To recap, the SBT assumes that the back wound was at T1 but there is evidence that it was considerably lower. It assumes that President Kennedy was leaning significantly forward when he was struck even though the Zapruder film shows no such thing. And it assumes that the throat wound was an exit for the bullet which entered the back when no such thing was established at autopsy, the only physical examination ever conducted contradicts the idea, and medical evidence strongly suggests that such a path through the body was not possible. The reader will notice that all of these assumptions have to do with the wounds to President Kennedy which is just one section of CE399's supposed journey.

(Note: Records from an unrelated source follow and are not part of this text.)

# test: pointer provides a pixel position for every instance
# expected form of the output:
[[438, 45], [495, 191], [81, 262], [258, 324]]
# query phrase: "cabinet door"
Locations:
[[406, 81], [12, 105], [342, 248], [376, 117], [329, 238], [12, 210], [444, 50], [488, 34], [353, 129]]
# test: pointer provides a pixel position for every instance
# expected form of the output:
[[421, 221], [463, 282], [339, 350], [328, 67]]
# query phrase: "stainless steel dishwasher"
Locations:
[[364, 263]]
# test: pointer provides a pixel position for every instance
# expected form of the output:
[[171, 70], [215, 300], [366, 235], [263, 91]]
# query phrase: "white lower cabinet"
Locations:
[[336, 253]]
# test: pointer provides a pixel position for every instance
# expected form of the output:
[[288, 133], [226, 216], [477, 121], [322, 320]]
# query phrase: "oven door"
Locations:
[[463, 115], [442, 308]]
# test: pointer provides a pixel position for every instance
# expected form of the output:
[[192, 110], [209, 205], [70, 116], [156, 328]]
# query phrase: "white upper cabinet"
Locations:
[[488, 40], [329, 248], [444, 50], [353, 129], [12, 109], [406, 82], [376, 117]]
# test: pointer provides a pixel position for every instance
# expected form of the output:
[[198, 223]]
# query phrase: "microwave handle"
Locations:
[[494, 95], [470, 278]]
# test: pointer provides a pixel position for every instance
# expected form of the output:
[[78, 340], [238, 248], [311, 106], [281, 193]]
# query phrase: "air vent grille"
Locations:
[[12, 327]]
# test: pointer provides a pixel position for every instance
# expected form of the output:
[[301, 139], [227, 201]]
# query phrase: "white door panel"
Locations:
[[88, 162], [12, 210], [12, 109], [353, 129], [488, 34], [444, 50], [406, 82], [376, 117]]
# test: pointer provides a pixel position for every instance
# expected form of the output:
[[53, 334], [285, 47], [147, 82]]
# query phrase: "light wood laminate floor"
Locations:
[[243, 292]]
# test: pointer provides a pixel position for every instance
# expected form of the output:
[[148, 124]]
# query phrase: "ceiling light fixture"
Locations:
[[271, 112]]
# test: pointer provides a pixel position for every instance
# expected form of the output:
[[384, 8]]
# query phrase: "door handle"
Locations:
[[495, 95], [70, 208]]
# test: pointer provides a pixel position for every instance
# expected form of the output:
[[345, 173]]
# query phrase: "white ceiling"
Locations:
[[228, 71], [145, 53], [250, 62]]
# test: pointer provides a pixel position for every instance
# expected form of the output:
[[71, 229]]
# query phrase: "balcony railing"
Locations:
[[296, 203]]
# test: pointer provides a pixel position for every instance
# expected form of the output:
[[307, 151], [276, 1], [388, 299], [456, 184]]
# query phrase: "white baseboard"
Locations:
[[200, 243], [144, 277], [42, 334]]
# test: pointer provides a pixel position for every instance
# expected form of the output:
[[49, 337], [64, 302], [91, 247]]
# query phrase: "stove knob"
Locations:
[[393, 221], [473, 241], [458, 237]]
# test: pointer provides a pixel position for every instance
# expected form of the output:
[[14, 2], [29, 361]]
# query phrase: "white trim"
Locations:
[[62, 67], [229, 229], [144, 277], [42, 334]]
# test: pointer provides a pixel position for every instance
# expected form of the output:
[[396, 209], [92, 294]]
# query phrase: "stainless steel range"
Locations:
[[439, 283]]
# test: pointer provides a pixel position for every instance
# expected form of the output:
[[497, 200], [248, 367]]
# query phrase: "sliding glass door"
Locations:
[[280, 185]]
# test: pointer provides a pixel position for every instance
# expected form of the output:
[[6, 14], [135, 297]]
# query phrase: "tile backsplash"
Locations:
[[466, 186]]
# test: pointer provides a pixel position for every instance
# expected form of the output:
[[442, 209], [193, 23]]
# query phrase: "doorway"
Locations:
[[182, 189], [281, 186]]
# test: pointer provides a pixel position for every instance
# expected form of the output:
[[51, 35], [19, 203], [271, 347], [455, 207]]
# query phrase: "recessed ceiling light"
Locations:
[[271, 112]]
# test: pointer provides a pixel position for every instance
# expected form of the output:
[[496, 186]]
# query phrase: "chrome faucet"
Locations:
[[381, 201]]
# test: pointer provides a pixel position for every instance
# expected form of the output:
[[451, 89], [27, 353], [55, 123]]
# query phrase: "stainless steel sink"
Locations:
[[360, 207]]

There are numerous other problems with the bullet's magical voyage but to highlight them all now would be simply flogging a dead horse. The point has been made: The SBT is not built upon proven facts but upon a series of unproven assumptions that are not borne out by closer examination of the evidence. The SBT, therefore, is not even remotely close to being considered a “proven fact” and no honest person would make or repeat such a claim.